The US Supreme Court will review a law that restricts abortion in the state of Mississippi

The Supreme Court of the United States announced Monday that it will examine a law that restricts abortion in the state of Mississippi, in a decision that many see as an open path to undermine this right, given the overwhelming majority of conservative justices in this court.
The case is about a law passed by the Mississippi Congress, a Republican majority, that prohibits abortion after the fifteenth week of pregnancy.
This state norm has been blocked in lower instance courts that consider that they go against the ruling of the Supreme Court in the case “Roe v. Wade,” which legalized abortion in the country in 1973.
Mississippi already prohibits this procedure after 20 weeks of gestation and has passed other laws that would virtually ban abortion once a fetal heartbeat is detected, that is, after the sixth week.

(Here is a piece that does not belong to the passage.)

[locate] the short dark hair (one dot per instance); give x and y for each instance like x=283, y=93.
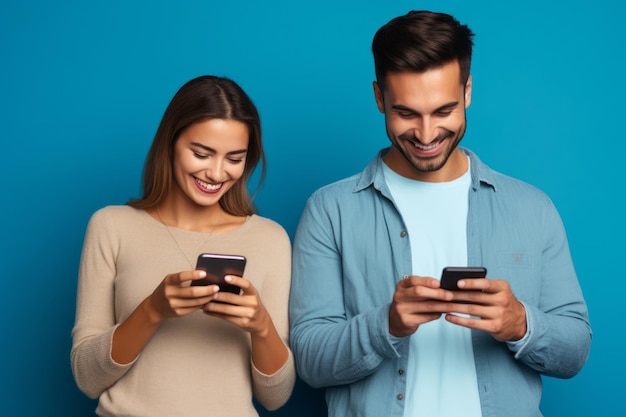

The Mississippi case will mark the first time that the Supreme Court will have to rule – probably next fall – on a state law that restricts abortion, since it strengthened its conservative majority last November.
Abortion became a central issue in the US presidential election campaign in November, following the death of progressive Justice Ruth Bader Ginsburg.
The vacancy left by her death in September allowed then-President Donald Trump to nominate to replace her a conservative, anti-abortion justice, Amy Coney Barrett, whose confirmation just days before the election further expanded the right-wing majority on the court (6- 3).
Conservatives saw Barrett's confirmation as a “historic victory” for those who oppose abortion, because the judge is against that right guaranteed in the US since 1973, although she did not want to clarify if she would vote to undermine it.